Escalation of Expectations. 
"A perfect example for this is when I went to replace my jeans. I wear jeans all the time and there was a time when jeans came just in one flavor and you bought them and they fit like crap. If you wore them long enough and if you washed them enough times they started to fit and to feel ok. So after wearing my old jeans for years I went to replace them. In the shop I said “I’d like a pair of jeans, here is my size” and the shopkeeper said “Do you want slim fit, easy fit, relaxed fit, you want button fly or zipper fly? You want stone washed or acid washed, you want … bla bla bla.” My jaw dropped and after I recovered I said, “I want the kind that used to be the only kind!” He had no idea what that was. So I spent one hour trying on all these kind of jeans and I walked out of the store with the best fitting jeans I have ever had. I did better. All these choices made it possible for me to do better. But I felt worse!
Why? The reason I felt worse is, that with all of these options available, my expectations about how good a pair of jeans should be, went up. I had no expectations when they only came in one flavor. When they came in one hundred flavors, damn it, one of them should have been perfect. What I got was good, but it wasn’t perfect. So I compared what I got to what I expected, what I got was disappointing in comparison to what I expected.
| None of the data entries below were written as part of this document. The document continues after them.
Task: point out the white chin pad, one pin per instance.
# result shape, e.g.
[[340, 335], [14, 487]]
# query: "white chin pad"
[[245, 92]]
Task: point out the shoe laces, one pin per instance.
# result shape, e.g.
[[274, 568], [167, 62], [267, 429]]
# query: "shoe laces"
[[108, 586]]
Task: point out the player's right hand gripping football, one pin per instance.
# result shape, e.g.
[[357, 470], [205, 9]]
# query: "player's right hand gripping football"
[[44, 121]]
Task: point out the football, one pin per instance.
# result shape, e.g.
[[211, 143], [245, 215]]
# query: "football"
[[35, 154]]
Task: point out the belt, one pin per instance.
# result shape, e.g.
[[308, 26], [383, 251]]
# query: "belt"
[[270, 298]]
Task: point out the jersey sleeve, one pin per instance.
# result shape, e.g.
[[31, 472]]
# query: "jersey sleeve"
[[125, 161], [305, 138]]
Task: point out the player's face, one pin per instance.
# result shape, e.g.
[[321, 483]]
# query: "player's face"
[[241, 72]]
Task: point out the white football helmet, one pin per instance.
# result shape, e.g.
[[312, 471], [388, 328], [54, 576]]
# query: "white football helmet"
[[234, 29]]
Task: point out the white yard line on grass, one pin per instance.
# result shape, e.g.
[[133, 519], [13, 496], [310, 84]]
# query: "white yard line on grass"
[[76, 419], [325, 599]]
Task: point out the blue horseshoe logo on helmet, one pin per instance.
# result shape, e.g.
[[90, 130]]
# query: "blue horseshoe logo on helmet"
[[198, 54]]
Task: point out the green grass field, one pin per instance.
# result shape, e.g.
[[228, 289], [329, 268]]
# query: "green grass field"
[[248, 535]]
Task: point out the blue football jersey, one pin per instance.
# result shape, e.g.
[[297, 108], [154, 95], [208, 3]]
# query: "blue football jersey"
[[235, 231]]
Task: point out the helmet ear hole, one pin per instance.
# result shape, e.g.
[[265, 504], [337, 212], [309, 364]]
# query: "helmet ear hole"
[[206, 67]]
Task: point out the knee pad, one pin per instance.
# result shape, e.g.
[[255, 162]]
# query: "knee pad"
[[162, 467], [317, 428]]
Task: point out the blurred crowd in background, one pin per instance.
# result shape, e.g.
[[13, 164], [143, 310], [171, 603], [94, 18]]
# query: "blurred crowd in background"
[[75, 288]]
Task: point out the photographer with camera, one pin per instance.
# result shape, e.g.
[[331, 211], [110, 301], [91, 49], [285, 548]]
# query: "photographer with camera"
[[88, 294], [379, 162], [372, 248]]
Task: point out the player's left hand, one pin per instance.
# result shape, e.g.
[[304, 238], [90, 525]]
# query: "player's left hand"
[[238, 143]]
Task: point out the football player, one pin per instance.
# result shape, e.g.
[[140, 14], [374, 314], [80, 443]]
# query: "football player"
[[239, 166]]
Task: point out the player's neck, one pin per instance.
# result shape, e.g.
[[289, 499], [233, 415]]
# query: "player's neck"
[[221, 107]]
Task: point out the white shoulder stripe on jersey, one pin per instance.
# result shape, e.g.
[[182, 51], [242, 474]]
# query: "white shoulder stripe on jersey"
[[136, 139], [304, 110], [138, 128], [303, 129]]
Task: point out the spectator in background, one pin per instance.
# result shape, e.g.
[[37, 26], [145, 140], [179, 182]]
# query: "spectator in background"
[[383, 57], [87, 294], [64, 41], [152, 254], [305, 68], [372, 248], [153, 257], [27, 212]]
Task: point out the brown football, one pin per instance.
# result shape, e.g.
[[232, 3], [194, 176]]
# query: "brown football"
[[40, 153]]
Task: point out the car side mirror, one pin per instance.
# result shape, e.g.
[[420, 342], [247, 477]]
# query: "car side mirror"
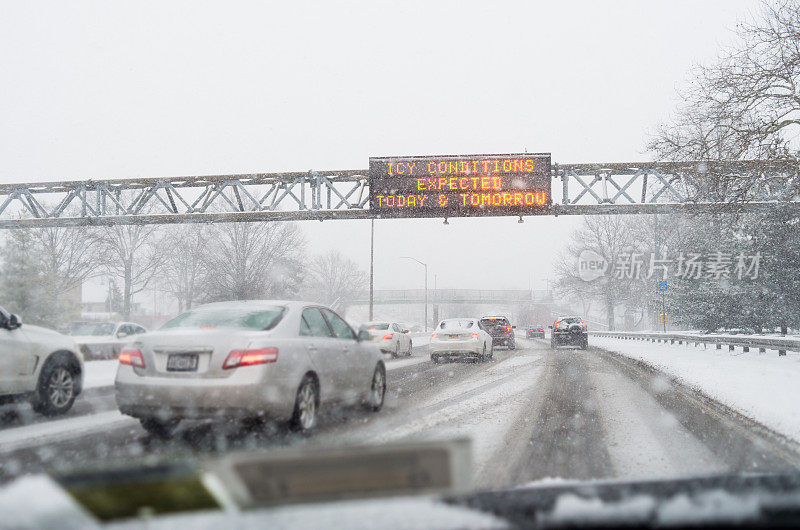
[[14, 321]]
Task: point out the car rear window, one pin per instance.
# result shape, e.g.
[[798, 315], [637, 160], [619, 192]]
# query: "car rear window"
[[374, 325], [494, 322], [261, 318], [452, 324]]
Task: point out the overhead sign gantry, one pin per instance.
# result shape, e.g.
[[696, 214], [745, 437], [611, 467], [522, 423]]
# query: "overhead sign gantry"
[[460, 185], [397, 187]]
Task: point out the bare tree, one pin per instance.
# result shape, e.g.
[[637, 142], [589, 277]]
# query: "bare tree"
[[67, 257], [44, 264], [246, 261], [745, 106], [131, 253], [335, 279]]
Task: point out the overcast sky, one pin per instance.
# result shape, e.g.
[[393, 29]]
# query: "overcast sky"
[[119, 89]]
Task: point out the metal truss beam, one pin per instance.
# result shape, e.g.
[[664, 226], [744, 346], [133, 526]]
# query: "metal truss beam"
[[578, 189]]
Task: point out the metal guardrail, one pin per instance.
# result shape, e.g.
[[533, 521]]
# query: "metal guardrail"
[[782, 344]]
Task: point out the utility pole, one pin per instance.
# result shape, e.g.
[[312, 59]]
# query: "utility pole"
[[371, 266]]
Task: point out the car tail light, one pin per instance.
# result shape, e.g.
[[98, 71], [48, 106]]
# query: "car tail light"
[[131, 357], [238, 358]]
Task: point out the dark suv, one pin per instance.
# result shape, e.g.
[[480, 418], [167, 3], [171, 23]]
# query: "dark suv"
[[501, 331], [569, 331]]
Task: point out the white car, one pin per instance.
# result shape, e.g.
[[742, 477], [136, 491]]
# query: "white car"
[[103, 340], [389, 337], [249, 360], [460, 338], [39, 365]]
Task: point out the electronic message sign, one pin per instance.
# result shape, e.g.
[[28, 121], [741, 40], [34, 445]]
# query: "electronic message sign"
[[460, 185]]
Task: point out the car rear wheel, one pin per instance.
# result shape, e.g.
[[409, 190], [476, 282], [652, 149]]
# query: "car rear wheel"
[[160, 428], [304, 418], [377, 390], [57, 388]]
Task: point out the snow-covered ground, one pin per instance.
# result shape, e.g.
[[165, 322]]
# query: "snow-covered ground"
[[40, 433], [761, 386]]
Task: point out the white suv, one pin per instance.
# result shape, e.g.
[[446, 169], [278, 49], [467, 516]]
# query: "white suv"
[[38, 364]]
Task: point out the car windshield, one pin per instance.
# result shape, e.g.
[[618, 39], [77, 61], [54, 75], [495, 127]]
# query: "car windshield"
[[578, 223], [261, 318], [91, 328]]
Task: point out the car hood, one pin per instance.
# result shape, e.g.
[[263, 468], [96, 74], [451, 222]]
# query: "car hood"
[[93, 339]]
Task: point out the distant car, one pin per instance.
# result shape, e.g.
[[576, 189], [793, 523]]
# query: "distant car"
[[534, 332], [501, 331], [39, 365], [460, 338], [569, 331], [390, 337], [249, 360], [102, 340]]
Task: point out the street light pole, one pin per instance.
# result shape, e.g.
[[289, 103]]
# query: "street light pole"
[[426, 287]]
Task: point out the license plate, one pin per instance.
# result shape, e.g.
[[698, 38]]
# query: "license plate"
[[186, 362]]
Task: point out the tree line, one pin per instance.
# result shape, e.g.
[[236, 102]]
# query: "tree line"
[[195, 263], [738, 123]]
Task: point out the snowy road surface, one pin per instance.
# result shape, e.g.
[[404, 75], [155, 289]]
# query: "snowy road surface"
[[532, 414]]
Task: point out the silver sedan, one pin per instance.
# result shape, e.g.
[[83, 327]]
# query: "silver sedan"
[[273, 359]]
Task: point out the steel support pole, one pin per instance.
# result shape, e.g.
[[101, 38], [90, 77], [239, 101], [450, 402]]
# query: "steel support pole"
[[371, 266]]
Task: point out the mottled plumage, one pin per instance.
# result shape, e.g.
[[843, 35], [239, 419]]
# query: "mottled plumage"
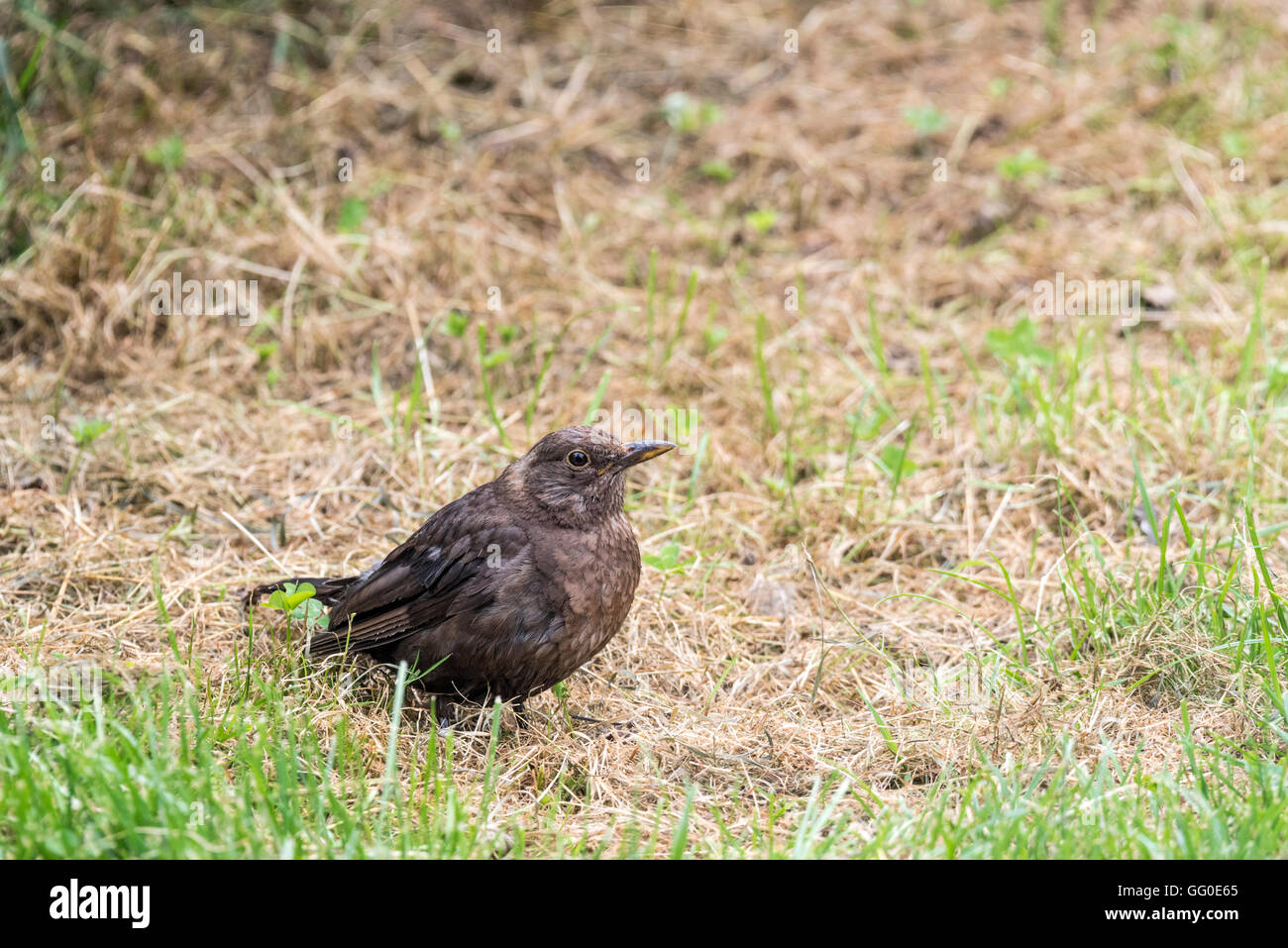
[[507, 590]]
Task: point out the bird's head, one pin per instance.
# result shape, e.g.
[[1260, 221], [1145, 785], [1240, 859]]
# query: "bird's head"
[[578, 475]]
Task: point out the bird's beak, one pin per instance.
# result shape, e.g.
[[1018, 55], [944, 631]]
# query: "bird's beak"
[[638, 451]]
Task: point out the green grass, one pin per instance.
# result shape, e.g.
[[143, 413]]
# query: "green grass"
[[162, 772]]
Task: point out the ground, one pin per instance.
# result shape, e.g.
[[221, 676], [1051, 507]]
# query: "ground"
[[940, 569]]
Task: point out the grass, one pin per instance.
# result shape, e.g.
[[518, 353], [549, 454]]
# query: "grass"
[[932, 575]]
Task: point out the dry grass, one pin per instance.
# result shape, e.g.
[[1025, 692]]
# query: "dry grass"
[[518, 170]]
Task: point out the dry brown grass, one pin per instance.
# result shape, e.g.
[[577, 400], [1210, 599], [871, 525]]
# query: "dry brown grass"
[[550, 133]]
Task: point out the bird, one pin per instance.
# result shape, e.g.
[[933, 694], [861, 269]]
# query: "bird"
[[505, 591]]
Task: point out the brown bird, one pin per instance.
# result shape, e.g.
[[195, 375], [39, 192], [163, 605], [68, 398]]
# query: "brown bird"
[[507, 590]]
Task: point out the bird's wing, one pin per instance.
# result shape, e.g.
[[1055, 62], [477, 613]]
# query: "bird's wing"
[[426, 579]]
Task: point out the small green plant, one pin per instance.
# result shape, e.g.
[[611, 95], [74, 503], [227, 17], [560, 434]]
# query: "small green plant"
[[684, 114], [167, 154], [763, 220], [1025, 166], [925, 120], [297, 601], [456, 322], [352, 214], [717, 170], [85, 432]]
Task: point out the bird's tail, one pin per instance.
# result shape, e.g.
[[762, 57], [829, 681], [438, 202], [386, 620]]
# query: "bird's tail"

And if we go from the premise that there is no perfection, than I will be thinking that I could have chosen that other pair that fitted me as good as this one and all my satisfaction with my actually great pair of jeans is   g o n e !
Adding options to people’s life’s, can’t help but increase the expectations that people have about how good those options would or should be. What that is going to produce is less satisfaction with results, even when they are good results."